Nosotros vemos hasta que punto el tiempo
en que vivimos sigue estando marcado por un olvido y una sordera para con Dios.
Creo, entonces, que debemos aprender la lección más sencilla y más fundamental
del Concilio: que el cristianismo consiste esencialmente en la fe en Dios, que
es Amor trinitario, y en el encuentro, personal y comunitario, con Cristo, que
orienta y guía nuestras vidas; todo lo demás es consecuencia de esto. Lo que
importa hoy, precisamente como deseaban los padres Conciliares, es que se vea
de nuevo, con claridad, que Dios está presente, que tiene que ver con nosotros,
que nos responde. Y que, por el contrario,
cuando falta la fe en Dios, se viene abajo lo esencial, ya que el ser
humano pierde su dignidad profunda y lo que engrandece su humanidad, contra
todo reduccionismo. El Concilio nos recuerda que la Iglesia, a través de todos
sus miembros, tiene el cometido, el mandato de transmitir la palabra del amor
de Dios que salva, para que sea escuchada y acogida la llamada divina que
contiene nuestra eterna bienaventuranza.
Contemplando
bajo esta luz la riqueza que encierran los documentos del Vaticano II, quisiera
citar tan solo sus cuatro Constituciones, como si fueran los cuatro puntos
cardinales de la brújula que puede orientarnos. La constitución sobre la
sagrada liturgia Sacrosanctum Concilium nos indica que en la Iglesia, desde el
inicio, hay adoración, está Dios, está la centralidad del misterio de la
presencia de Cristo. Y la Iglesia, Cuerpo de Cristo y pueblo que peregrina a lo
largo del tiempo, tiene como tarea fundamental la glorificación de Dios, tal
como expresa la Constitución dogmática Lumen Pentium. El tercer documento que quisiera citar es la
Constitución sobre la divina revelación Dei Verbum: la Palabra viva de Dios
convoca a la Iglesia y la vivifica a lo largo de todo su camino en la historia.

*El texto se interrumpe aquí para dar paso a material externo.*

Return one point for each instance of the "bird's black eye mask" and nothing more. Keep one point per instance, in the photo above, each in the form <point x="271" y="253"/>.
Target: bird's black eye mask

Y la forma en que la Iglesia lleva al mundo entero la luz que ha recibido de
Dios para que este sea glorificado es el tema fundamental de la Constitución
pastoral Gaudium et spes.
El
Concilio Vaticano II constituye para nosotros un llamamiento enérgico a
redescubrir cada día la belleza de nuestra fe; a conocerla en profundidad, con
vistas a una relación más intensa con el Señor; a vivir hasta el final nuestra
vocación cristiana.
Que
la Virgen María, Madre de Cristo y de toda la Iglesia, nos ayude a realizar y a
llevar a cabo lo que los Padres conciliares animados por el Espíritu Santo,
abrigan en su corazón: el deseo de que todos puedan conocer el Evangelio y
encontrarse con el Señor Jesús como Camino, Verdad y Vida.